Below: In the same large patch of forest, someone found a female frogmouth and her chick sitting together on the top of a wired in enclosure. I suspect the chick had fallen out of its nest and then somehow clambered to safety up on railing. The video shows that frogmouths undergo the same posture change as owls when a predator approaches. I put my camera on a tripod far enough away so that the  birds assumed a relaxed pose but as I approached they got skinny and pointed their beaks up at an angle. They do not have ear tufts but instead use their beak to resemble a broken off branch stub; they also have a feather tuft that points in the same direction as the beak that may work like an owl ear tuft.


  1. Colleen Milloy
    Posted August 20, 2018 at 7:58 am | Permalink

    Great photos and video! Especially enjoyed the commentary. Thank you for posting.

  2. Posted August 20, 2018 at 8:00 am | Permalink

    Great photos and fun for those of us supporting raptors

  3. Posted August 20, 2018 at 8:37 am | Permalink

    Spectacular photos. I don’t have time to read the whole narrative right now, but I will.

  4. Randy Bessinger
    Posted August 20, 2018 at 8:42 am | Permalink

    Great pics!

  5. Debbie Coplan
    Posted August 20, 2018 at 9:07 am | Permalink

    Thank you! Fascinating explanations and great photos.

  6. Blue
    Posted August 20, 2018 at 9:41 am | Permalink

    Darling, Dr Lyon ! Sw e e e e t Honorary Cats™ !

    and lovely words thereabout ! My thanks for all !


  7. Terry Sheldon
    Posted August 20, 2018 at 10:01 am | Permalink

    Lovely photos and great information! Love the frogmouth!

  8. Posted August 20, 2018 at 10:14 am | Permalink

    I did not notice that was a photoshopped owl. Once I read the description it was obvious.

    Coincidentally I heard my first own in almost fifteen years last night. Maybe I will spot him/her at some point. Maybe they are eyeing our cats.

  9. BJ
    Posted August 20, 2018 at 10:23 am | Permalink

    That was some fascinating information about owls. Wow.

    The owl is one of the coolest animals out there. If someone was going to sit down and design a fucking awesome animal, it would have a good chance of turning out to be an owl.

  10. Posted August 20, 2018 at 10:25 am | Permalink

    Great stuff, thanks Bruce!

  11. Posted August 20, 2018 at 11:31 am | Permalink

    Very nice article.

  12. Michael Fisher
    Posted August 20, 2018 at 5:29 pm | Permalink

    Bruce. There is so much to think about in your posts!
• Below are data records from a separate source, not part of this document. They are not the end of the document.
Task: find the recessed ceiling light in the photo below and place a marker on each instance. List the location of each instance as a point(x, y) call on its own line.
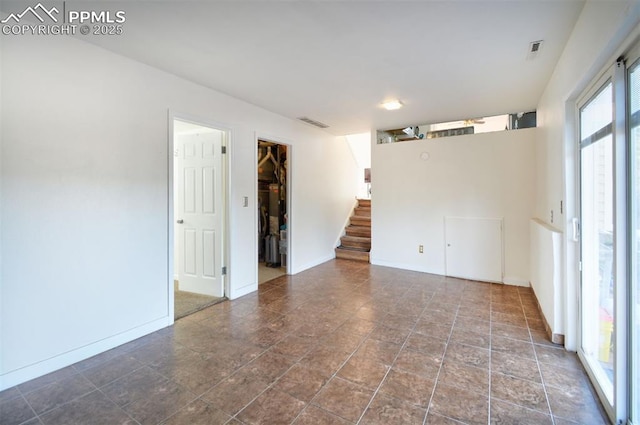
point(391, 105)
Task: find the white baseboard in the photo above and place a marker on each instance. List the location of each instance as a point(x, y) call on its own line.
point(241, 292)
point(395, 265)
point(514, 281)
point(24, 374)
point(314, 263)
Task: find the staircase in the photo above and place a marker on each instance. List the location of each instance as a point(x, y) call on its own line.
point(356, 243)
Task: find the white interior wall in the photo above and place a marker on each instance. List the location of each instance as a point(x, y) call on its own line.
point(480, 176)
point(85, 184)
point(360, 145)
point(603, 31)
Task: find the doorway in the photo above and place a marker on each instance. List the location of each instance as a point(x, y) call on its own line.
point(198, 208)
point(273, 209)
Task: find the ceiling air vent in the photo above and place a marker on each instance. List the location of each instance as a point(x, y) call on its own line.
point(534, 49)
point(313, 122)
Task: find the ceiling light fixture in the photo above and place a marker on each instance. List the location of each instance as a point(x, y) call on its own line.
point(391, 105)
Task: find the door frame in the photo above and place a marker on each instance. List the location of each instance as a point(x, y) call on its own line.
point(290, 214)
point(616, 75)
point(226, 142)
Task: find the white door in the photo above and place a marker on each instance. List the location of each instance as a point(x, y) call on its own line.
point(474, 248)
point(199, 211)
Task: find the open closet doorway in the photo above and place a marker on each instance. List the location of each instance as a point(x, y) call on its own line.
point(198, 210)
point(273, 210)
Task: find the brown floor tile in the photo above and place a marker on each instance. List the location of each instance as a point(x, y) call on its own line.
point(161, 401)
point(112, 369)
point(294, 347)
point(93, 408)
point(199, 375)
point(350, 328)
point(301, 382)
point(536, 324)
point(313, 415)
point(342, 340)
point(272, 407)
point(325, 359)
point(235, 392)
point(415, 389)
point(434, 330)
point(389, 411)
point(59, 375)
point(509, 319)
point(507, 308)
point(509, 414)
point(577, 404)
point(515, 347)
point(198, 413)
point(344, 399)
point(459, 404)
point(58, 393)
point(426, 344)
point(418, 363)
point(472, 356)
point(518, 391)
point(508, 331)
point(475, 339)
point(389, 334)
point(512, 365)
point(563, 378)
point(557, 357)
point(435, 419)
point(443, 318)
point(541, 337)
point(475, 313)
point(364, 370)
point(269, 365)
point(385, 352)
point(454, 374)
point(400, 322)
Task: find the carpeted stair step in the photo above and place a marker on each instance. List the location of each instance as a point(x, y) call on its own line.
point(352, 254)
point(356, 242)
point(358, 231)
point(358, 220)
point(362, 211)
point(364, 203)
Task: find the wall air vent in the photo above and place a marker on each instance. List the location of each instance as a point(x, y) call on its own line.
point(534, 49)
point(313, 122)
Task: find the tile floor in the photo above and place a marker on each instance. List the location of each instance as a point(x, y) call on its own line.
point(342, 343)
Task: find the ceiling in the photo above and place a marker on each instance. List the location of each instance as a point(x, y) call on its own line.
point(336, 61)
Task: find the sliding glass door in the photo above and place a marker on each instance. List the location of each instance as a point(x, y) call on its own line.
point(633, 119)
point(609, 118)
point(597, 241)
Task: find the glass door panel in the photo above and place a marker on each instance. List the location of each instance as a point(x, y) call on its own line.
point(634, 143)
point(597, 242)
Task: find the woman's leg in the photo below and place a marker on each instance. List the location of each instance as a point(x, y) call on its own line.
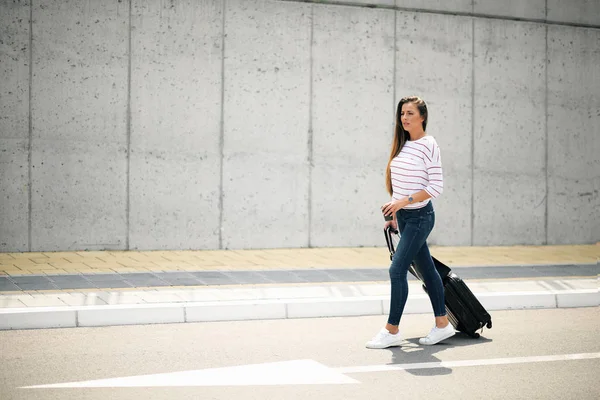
point(433, 282)
point(413, 235)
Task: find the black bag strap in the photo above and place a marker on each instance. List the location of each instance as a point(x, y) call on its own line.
point(442, 268)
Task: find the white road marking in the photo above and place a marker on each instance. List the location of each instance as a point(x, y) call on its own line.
point(297, 372)
point(467, 363)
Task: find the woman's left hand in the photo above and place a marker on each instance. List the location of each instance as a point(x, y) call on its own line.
point(393, 206)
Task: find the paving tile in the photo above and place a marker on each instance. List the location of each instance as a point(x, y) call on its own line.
point(30, 279)
point(11, 303)
point(248, 277)
point(138, 275)
point(314, 276)
point(174, 275)
point(43, 301)
point(68, 278)
point(104, 277)
point(37, 286)
point(147, 282)
point(118, 284)
point(191, 281)
point(76, 285)
point(346, 275)
point(80, 299)
point(283, 276)
point(7, 286)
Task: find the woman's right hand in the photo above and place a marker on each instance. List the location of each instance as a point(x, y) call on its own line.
point(391, 223)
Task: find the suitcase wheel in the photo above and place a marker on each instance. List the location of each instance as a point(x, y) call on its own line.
point(475, 335)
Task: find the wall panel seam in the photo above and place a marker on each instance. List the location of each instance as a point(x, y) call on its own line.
point(546, 136)
point(222, 123)
point(30, 133)
point(444, 12)
point(310, 124)
point(472, 131)
point(128, 133)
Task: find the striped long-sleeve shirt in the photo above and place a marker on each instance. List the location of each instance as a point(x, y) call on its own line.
point(417, 167)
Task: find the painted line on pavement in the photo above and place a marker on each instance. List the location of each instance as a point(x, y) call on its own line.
point(294, 372)
point(468, 363)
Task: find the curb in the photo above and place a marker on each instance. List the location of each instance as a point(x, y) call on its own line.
point(241, 310)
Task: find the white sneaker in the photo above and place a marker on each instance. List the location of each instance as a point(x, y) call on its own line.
point(384, 339)
point(437, 335)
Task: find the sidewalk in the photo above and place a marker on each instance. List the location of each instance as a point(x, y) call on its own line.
point(69, 289)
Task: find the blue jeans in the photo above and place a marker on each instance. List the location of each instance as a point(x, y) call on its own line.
point(414, 227)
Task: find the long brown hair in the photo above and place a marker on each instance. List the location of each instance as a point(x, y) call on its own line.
point(401, 136)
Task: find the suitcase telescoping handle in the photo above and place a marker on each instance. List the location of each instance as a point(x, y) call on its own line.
point(388, 238)
point(388, 231)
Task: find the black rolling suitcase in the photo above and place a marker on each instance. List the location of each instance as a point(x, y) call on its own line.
point(464, 311)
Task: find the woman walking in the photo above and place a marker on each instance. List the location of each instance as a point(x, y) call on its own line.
point(413, 177)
    re owl skull asymmetry: Owl ear asymmetry for improved sound location – does that asymmetry effect the eye socket positions? I think the eye pairs in some of your photographs aren’t quite on the level, but maybe the owl is holding its head tilted to one side.

    • Bruce Lyon
      Posted August 20, 2018 at 9:18 pm | Permalink

      I think eyes are uncoupled from ears in this case. Eyes are for binocular vision and as far as I know, there is nothing equivalent to the three dimensional aspects of ears. That said, I am not an expert in this stuff.

      • Michael Fisher
        Posted August 20, 2018 at 9:29 pm | Permalink

        I was unclear, sorry. I meant that the asymmetrical ear hole positions that presumably occur during skull development/growth might cause the eye sockets to be asymmetrical too.

  13. Christopher
    Posted August 20, 2018 at 6:40 pm | Permalink

    Super cool stuff. And I especially love frogmouths, as the look like a Jim Henson Muppet.

  14. Posted August 20, 2018 at 9:37 pm | Permalink

    Great post, Bruce! Thanks.

  15. rickflick
    Posted August 20, 2018 at 11:32 pm | Permalink

    Owls are a big favorite. I’m on the lookout for them and see them once in a while. Thanks very much for the terrific photos and commentary.

  16. Mark R.
    Posted August 21, 2018 at 12:50 pm | Permalink

    Love your owl posts Bruce. Thanks…the video was especially cool.

  17. Posted October 12, 2018 at 2:11 pm | Permalink

    Excellent information. I liked much the asymmetry and the wing-stretching owl.